Fig. 1. Foam flow in 2-D porous media. Light blue = water-wet sand grains (shown un-cemented for clarity); white = surfactant solution; dark red = trapped CO2 with small pore constrictions and channels; light green = flowing CO2 cells in larger pore channels separated by surfactant-stabilized lamellae.9
Fig. 1. Foam flow in 2-D porous media. Light blue = water-wet sand grains (shown un-cemented for clarity); white = surfactant solution; dark red = trapped CO2 with small pore constrictions and channels; light green = flowing CO2 cells in larger pore channels separated by surfactant-stabilized lamellae.9

Laboratory-based foams were extensively studied due to the relative ease of achieving substantial reductions in mobility using dilute concentrations (~0.01–1.0wt%) of readily available detergents. Most ionic surfactants were anionic because sandstone surfaces and most carbonates are negatively charged and surfactant loss to adsorption was undesirable. Cationic surfactants were used for relatively uncommon positively charged carbonates. Numerous surfactants stabilized foams in cores including anionic, nonionic, zwitterionic, cationic and some proprietary mixture surfactants.

Relatively simple, low-pressure screening tests provided initial CO2 foam stability assessments, including the determination of surfactant solubility in brine at reservoir conditions, the decrease in the water surface tension caused by a surfactant, and the stability of a foam formed by mixing a low-pressure gas and a soap solution. The chemical stability of the surfactant itself was assessed in long-term tests to determine chemical composition changes after prolonged periods at reservoir temperature. Surfactant adsorption losses on the rock surfaces were estimated, particularly ionic surfactants at high concentrations. Adsorption losses were conducted over a very wide range of surfactant concentrations because CO2 foams can be generated at surfactant concentrations below and above the critical micelle concentration (cmc).
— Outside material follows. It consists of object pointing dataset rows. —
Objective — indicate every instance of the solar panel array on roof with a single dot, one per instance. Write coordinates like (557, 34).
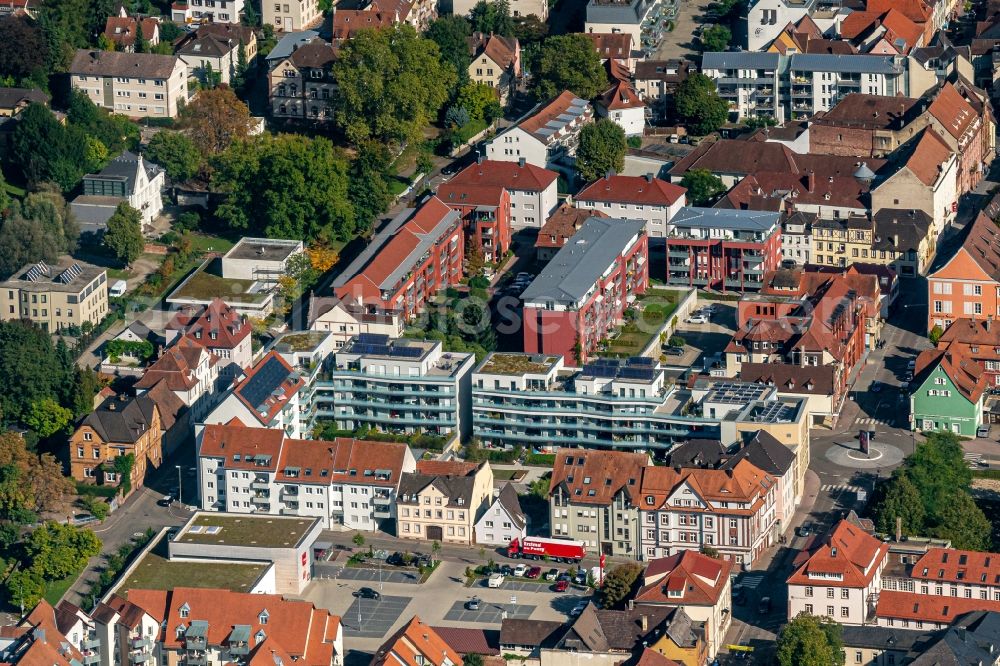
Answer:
(264, 382)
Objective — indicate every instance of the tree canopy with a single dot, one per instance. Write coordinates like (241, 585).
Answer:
(810, 641)
(602, 149)
(568, 62)
(391, 84)
(699, 105)
(285, 186)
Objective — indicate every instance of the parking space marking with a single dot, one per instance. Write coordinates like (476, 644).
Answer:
(488, 613)
(376, 616)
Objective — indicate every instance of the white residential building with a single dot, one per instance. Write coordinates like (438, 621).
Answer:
(138, 85)
(347, 483)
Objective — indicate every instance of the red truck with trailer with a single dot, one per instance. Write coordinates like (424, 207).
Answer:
(557, 550)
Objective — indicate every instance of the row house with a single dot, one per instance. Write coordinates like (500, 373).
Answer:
(120, 426)
(593, 498)
(966, 285)
(418, 254)
(137, 85)
(653, 200)
(723, 249)
(733, 510)
(348, 484)
(207, 11)
(531, 190)
(404, 386)
(978, 341)
(547, 134)
(697, 584)
(443, 500)
(838, 576)
(496, 62)
(301, 85)
(221, 330)
(559, 228)
(923, 174)
(582, 294)
(270, 395)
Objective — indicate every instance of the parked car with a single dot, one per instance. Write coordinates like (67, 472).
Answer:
(367, 593)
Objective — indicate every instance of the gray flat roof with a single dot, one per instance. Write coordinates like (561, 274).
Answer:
(725, 218)
(847, 64)
(740, 60)
(578, 264)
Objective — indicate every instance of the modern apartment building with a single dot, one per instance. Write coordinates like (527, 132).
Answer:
(582, 294)
(750, 82)
(967, 285)
(443, 500)
(348, 484)
(67, 294)
(416, 255)
(406, 386)
(138, 85)
(291, 15)
(546, 134)
(594, 496)
(646, 198)
(723, 249)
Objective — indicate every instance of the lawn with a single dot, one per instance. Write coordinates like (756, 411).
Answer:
(156, 573)
(657, 308)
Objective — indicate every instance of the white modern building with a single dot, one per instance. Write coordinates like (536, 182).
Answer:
(348, 484)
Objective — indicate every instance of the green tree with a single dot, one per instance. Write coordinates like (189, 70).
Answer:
(699, 105)
(451, 33)
(492, 18)
(124, 233)
(716, 38)
(391, 84)
(47, 417)
(702, 186)
(963, 523)
(805, 641)
(602, 149)
(215, 120)
(567, 62)
(618, 583)
(285, 186)
(176, 153)
(902, 500)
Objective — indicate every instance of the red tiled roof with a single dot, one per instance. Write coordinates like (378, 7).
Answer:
(634, 190)
(928, 608)
(562, 224)
(700, 578)
(593, 476)
(967, 375)
(847, 552)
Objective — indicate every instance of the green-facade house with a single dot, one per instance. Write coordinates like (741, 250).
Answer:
(947, 393)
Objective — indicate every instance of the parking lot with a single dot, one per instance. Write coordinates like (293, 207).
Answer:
(372, 618)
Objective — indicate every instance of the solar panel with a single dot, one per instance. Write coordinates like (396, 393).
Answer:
(373, 338)
(259, 388)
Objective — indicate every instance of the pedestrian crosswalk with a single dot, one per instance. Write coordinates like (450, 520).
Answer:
(752, 580)
(873, 421)
(842, 487)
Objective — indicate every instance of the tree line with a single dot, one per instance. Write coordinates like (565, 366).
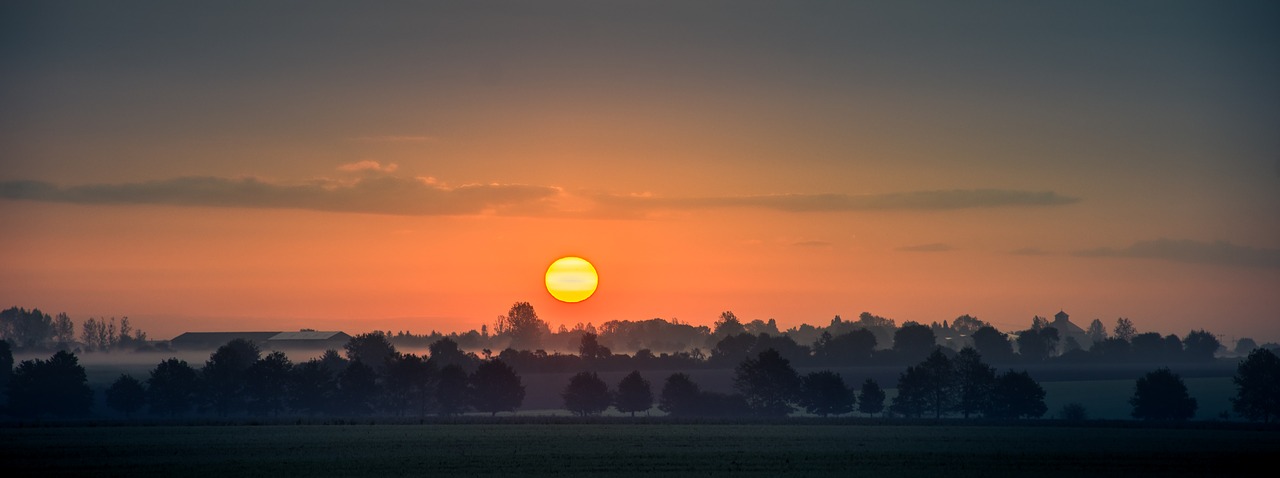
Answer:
(374, 378)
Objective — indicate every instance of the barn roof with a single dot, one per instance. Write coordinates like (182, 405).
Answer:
(310, 336)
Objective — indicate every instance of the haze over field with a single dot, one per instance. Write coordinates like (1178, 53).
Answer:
(419, 167)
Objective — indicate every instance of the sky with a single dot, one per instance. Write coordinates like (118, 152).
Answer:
(380, 165)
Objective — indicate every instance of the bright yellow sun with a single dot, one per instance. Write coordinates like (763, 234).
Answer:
(571, 280)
To understand foam formation mechanisms in porous media, researchers observed the invasion of a gas into a two-dimensional, low-pressure glass micro-model with the pore space initially filled with surfactant solution.7 The relative permeability of gas and water was measured in unconsolidated and consolidated porous media. Tracer gas analysis and computed tomography (CT) imaging measured mobile gas and trapped gas saturations of foam within a core. Scanning electron microscopy (SEM) images showed surfactant-stabilized lamellae bridging pore throats, Fig. 2.

 

Fig. 2. A low-energy SEM image of a broad, undulating sheet-like lamella covering a number of pore entrances.10
Fig. 2. A low-energy SEM image of a broad, undulating sheet-like lamella covering a number of pore entrances.10

Promising low-pressure surfactant screening tests were assessed in high-pressure experiments for a more realistic picture of the CO2-EOR process at reservoir conditions. High-pressure interfacial tension (IFT) measurements were made on an aqueous/CO2 phase interface to determine the cmc of the surfactant and the extent of IFT reduction over a wide range of surfactant concentrations.8 Numerous unconsolidated and consolidated porous media studies were conducted. Viscous fingering suppression and the plug-like displacement of brine by CO2 that occurs when foam forms were observed in CT images. Constant quality foam properties were established using steady-state mobility measurements involving simultaneous injections of CO2 and surfactant solution into cores. Numerous foam mobility studies determined the influence of surfactant type, surfactant concentration, brine composition, foam quality, rock wettability, permeability, oil saturation, superficial velocity, temperature and pressure. Other studies showed that foams did not damage formations, could be readily dissipated if necessary by injection of large amounts of brine, and could reduce CO2 mobility by roughly one to three orders of magnitude at surfactant concentrations of ~0.1–1.0wt%. The most significant mobility decreases were associated with high surfactant concentration, high permeability media, low oil saturation, foam quality in the ~60–80% CO2 range, and superficial velocities of more than ~1 ft/day. 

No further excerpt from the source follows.